🤖 AI Summary
In agent workflow services, computational and memory interference across stages leads to low KV cache utilization, constrained throughput, and unpredictable performance. To address this, we propose Cortex—the first workflow-aware, isolation-oriented service architecture for agent workloads. Its core contributions are: (1) a stage-aware resource pooling and isolation mechanism that allocates dedicated CPU and memory resources to each workflow stage; (2) an elastic “agent-state” cache supporting speculative branch execution, dynamic scheduling, and multi-level sharing; and (3) tight co-optimization of workflow-aware scheduling and KV caching.

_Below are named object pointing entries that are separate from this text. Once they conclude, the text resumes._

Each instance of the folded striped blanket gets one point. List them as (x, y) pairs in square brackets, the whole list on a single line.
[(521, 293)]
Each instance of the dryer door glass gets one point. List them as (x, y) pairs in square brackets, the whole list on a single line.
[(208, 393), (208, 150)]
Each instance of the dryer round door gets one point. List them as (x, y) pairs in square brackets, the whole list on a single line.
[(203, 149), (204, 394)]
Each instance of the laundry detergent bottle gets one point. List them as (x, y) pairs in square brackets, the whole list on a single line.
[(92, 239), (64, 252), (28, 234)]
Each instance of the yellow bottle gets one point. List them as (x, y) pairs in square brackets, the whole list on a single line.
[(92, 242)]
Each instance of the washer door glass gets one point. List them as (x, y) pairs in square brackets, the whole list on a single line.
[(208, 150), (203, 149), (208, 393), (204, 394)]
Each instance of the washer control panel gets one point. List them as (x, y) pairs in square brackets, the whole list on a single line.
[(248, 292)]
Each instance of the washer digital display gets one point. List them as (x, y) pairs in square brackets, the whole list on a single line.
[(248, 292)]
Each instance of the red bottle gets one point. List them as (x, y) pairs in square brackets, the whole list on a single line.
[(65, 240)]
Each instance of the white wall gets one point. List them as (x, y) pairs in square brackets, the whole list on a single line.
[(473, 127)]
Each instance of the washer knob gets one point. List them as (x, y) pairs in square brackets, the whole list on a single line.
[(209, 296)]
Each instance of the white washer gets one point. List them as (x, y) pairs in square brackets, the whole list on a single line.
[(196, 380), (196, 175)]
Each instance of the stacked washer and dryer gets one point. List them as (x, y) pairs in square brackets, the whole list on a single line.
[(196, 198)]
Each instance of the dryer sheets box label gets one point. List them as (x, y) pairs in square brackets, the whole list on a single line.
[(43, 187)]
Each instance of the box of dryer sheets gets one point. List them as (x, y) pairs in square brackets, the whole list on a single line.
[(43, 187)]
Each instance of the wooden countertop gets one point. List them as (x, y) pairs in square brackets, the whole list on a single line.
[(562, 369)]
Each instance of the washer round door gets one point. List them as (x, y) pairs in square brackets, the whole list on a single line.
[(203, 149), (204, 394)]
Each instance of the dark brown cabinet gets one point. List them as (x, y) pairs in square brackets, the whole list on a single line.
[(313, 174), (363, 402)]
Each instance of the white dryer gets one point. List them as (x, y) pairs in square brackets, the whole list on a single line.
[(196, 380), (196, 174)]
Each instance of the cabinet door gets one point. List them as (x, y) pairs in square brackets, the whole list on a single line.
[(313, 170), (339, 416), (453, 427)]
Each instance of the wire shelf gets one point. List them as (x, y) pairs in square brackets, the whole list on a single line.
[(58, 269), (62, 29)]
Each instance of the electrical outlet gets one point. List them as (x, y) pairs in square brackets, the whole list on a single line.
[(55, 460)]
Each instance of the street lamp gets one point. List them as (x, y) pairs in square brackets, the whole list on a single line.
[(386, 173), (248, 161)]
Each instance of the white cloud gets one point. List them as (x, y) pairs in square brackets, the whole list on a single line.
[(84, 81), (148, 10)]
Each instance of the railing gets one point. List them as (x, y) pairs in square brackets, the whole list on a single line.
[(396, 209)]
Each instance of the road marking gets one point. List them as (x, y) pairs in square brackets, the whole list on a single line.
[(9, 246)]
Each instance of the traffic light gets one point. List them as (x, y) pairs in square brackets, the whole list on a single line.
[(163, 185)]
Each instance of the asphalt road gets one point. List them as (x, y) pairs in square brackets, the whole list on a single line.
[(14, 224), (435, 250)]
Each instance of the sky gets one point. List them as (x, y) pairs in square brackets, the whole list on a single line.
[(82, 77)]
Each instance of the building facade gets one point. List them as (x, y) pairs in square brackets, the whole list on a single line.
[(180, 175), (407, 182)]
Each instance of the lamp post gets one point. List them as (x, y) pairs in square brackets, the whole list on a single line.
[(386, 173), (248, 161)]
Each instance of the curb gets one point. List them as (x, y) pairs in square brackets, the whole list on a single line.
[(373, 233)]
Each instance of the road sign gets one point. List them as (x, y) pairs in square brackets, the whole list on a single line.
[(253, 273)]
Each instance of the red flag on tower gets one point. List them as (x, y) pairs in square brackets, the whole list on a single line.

Evaluation shows Cortex improves throughput by up to 2.3×, increases KV cache hit rate by 41%, and significantly reduces tail latency variability—delivering both high efficiency and strong performance determinism for complex agent applications.
📝 Abstract
We introduce Cortex, a prototype workflow-aware serving platform designed for agentic workloads. The core principle of Cortex is stage isolation: it provisions dedicated resource pools for each distinct stage of an agentic workflow. This simple yet powerful strategy mitigates inter-stage interference in compute and memory, leading to better KV cache utilization, higher throughput, and more predictable performance. By customizing resource allocation and scheduling within each distinct stage of agentic workflows, Cortex lays the groundwork for more advanced, agent-native serving paradigms, including malleable resource management, speculative execution of workflow branches, and a shared, multi-tiered cache for "agentic state."